As lawyers we know, or should know, the dangers of putting pejorative labels on things.  In litigation we are fortunate in that an attempt to label parties, or issues, pejoratively, often backfires. However we often see the pejorative labelling of personal injury claimants in the media. In Correa & Ors v BP Plc & Ors [2019] EWHC 232 (QB) Mrs Justice Yip stated

“The settlement does not represent a victory for anyone. Settlement of claims are often reported on the basis that claimants have “won damages”. It would be offensive to describe these claimants as “winning” anything. They have suffered the most terrible loss for which they are to receive some compensation.”

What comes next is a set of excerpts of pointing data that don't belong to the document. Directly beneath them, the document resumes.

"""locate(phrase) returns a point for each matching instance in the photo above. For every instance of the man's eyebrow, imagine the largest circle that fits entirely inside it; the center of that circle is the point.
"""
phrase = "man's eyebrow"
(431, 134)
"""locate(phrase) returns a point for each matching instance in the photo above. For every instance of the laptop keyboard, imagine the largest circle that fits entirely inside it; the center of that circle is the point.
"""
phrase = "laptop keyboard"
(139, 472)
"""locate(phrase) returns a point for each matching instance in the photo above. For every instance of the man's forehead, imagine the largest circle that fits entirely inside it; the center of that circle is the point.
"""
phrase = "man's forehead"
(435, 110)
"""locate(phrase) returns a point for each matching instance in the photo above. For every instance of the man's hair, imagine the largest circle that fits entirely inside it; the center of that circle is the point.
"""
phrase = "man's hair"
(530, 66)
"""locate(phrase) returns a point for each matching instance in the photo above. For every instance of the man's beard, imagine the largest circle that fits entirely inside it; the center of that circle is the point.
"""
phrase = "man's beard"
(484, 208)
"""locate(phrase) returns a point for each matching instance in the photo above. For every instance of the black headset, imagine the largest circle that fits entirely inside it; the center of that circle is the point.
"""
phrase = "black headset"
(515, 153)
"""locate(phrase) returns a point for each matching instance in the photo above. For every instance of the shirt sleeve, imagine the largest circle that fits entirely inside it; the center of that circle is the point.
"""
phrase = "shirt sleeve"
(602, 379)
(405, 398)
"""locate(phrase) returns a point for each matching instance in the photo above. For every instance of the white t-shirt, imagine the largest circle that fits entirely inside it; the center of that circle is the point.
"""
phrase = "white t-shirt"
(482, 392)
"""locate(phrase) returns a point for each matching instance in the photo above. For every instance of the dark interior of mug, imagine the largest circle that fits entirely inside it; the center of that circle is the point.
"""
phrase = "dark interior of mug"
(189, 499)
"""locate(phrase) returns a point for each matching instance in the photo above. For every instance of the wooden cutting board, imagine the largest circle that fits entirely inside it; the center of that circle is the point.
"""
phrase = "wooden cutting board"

This failure of the media to reflect the reality – that a claimant has been seriously injured, needs to be addressed. Often when I see newspapers with headlines describing “wins” and “payouts” I write a (very polite and very serious) invitation to the journalist involved asking them whether they would wish to spend a day with the family of a seriously injured claimant.   I did this at the end of last year in response to a (uncharacteristic) headline from the Times.  As is usually the case I got no response at all.  The suffering and indignities of seriously injured people are, I assume,  not worthy of consideration by the journalists that staff our national press.


Fortunately Law Society Gazette journalist was reading the interchange.  He told me he was interested.  I, in turn, asked Hilary Wetherell from Irwin Mitchell to help in finding a family who would be willing to assist. Hilary helped and John was a good as his word with his article this week “our clinical negligence award was not a lottery win.”


The following quote will suffice from the mother of an 18 year old boy left seriously brain-injured at birth.

‘You see someone has “won millions” and assume they’re rich. Even friends will make comments about us being rich and I have to tell them I have not got Joseph’s money. His money is in the bank and the trust and protected by the courts.

‘That is what people believe. They read about “winning millions” and it’s a shame the whole story is not reported – those headlines sell papers and I suppose they make the solicitors look good, but I am always saying I have not got access to his money. “


We are very fortunate as a profession in that the labels used by the media are rarely taken up by the courts or for that matter defendants (particularly in serious injury cases).  As I have said, if anything labelling is counter-productive in the conduct of litigation, and long may this continue.   However I suspect I will be continuing, for some time to issue regular invitations to journalists who prefer clichés to news.